Identify five common mistakes meeting leaders make.
Identify five components that can lead to a successful meeting.
Description: When was your last bad meeting? Last week? Yesterday? An hour ago?
We’ve all been in bad meetings — meetings that drag on, meetings that don’t seem to have a purpose, and meetings that don’t end with concrete next steps. What’s the solution? In a new IHI Open School Short, Bob Pozen, a senior lecturer at Harvard Business School and a senior research fellow at the Brookings Institution, provides clear, simple advice on how to run a good meeting.

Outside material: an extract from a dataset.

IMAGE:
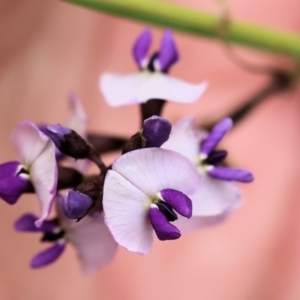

Pozen, the author of Extreme Productivity: Boost Your Results, Reduce Your Hours, shares practical tips on when to call a meeting, how to prepare for a meeting, and how to effectively lead a meeting. With help from a vignette, he also shares the bad behaviors we should all avoid. “While these principles for good meetings seem straightforward, they are violated all the time,” Pozen says. “But you can take the lead in your organization in improving meetings by following the simple rules in this video.”
Discussion Questions:
- Pozen presented four appropriate reasons for scheduling a meeting. Do you agree with his list? What, if anything, would you add or remove?
- Pozen shared five common mistakes leaders make in meetings. Which one do you think is most detrimental to a meeting?
- Pozen shared five keys to a good meeting. Which one do you think is most important to running a good meeting?
- Think about the last effective meeting you had. Why was it so effective?
- Think about the last ineffective meeting had. Why was it so ineffective?